His headstone is nestled under the fronds of a lush endemic Arenga australasica clumping palm, just the sort of palm tree that Syd so adored.
Here Lies a Soldier
Sydney Woodfield Harris
Born Townsville 4th May 1886
Died 20th November 1921
His native land he served abroad. On this spot he fell
Striving alone with a bushfire.
No Cross, No Crown.
While Sydney Woodfield Harris only lived in this district for nine months before his tragic end at age 35, Mission Beach adopted Syd as their own heroic soldier and his memory, and his important story is nurtured by the Mission Beach Historical Society.

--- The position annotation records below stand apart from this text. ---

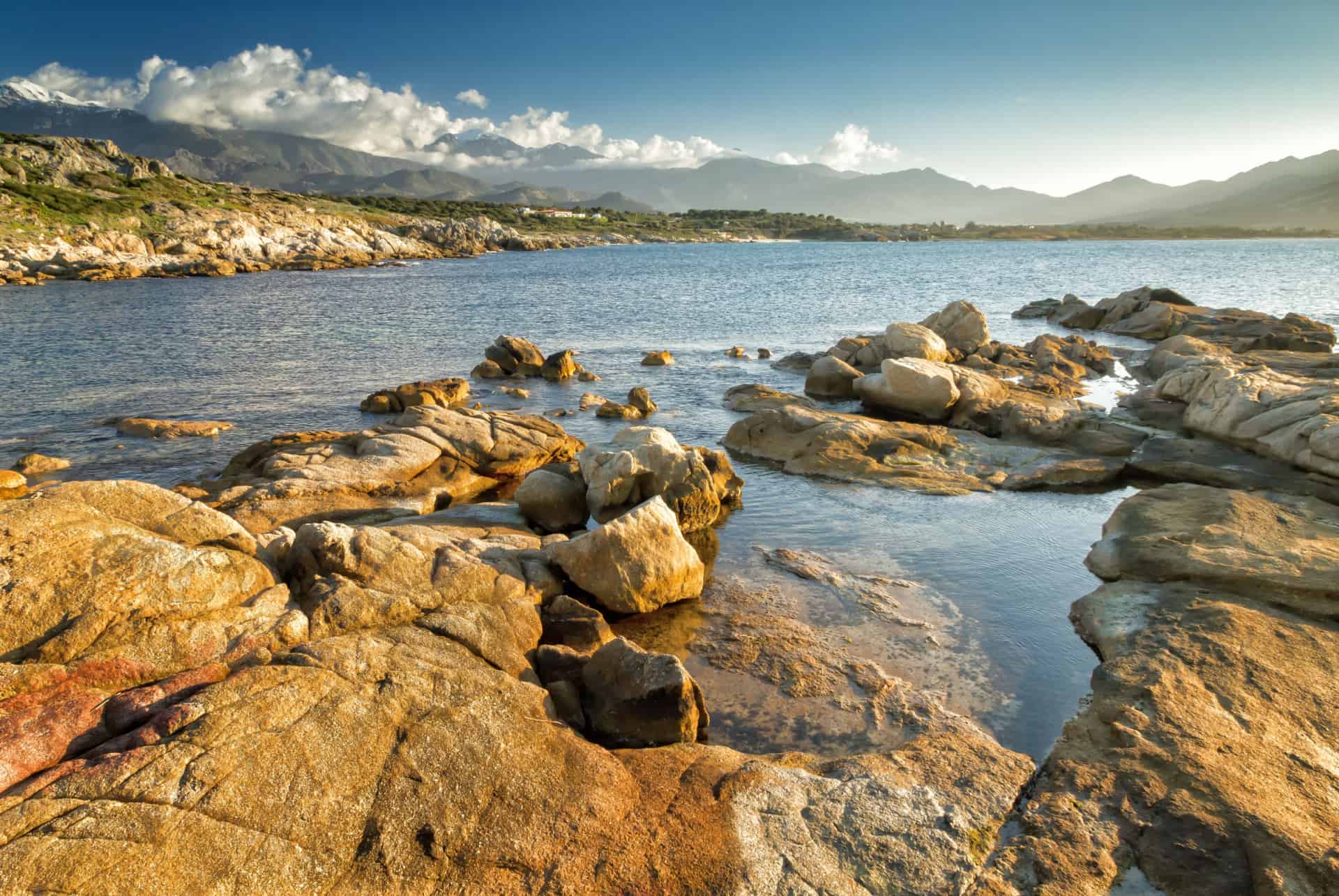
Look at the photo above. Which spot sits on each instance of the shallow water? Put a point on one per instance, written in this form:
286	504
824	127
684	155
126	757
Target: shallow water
995	574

Syd will not be forgotten.
This story replaces an earlier story, A Soldier’s Dream, Ken Gray, MBHS, H030 Version 1, 2022.
I acknowledge the generous assistance of Dr David G. Hay, who is the grandnephew of Syd Harris. He is a scientist, author and photographer and a partner in bookseller, Tales from the Treehouse. https://talesfromthetreehouse.com.au/about-us/. David also donated a plaque for the Council to erect at Syd’s headstone site.
[1] Tropical Plants, By the Beachcomber, 30 June 1920, accessed on Trove, March 2022 at: https://trove.nla.gov.au/newspaper/article/63495389?searchTerm=Syd%20Harris%20Beachcomber
[2] Townsville Daily Bulletin, 5 January 1922, accessed on Trove, March 2022 at: https://trove.nla.gov.au/newspaper/article/62430647?searchTerm=Syd%20Harris
[3] Northern Settler Missing, The Telegraph (Brisbane), 2 December 1921, accessed on Trove, March 2022 at: https://trove.nla.gov.au/newspaper/article/177051780?searchTerm=Northern%20Settler%20Missing
[4] Townsville Daily Bulletin, 14 December 1921, accessed on Trove, March 2022 at: https://trove.nla.gov.au/newspaper/article/62437147?searchTerm=Sydney%20Harris
[5] Dorothy Jones, Cardwell Shire Story, Jacaranda Press, Brisbane, 1961, p. 312, 313.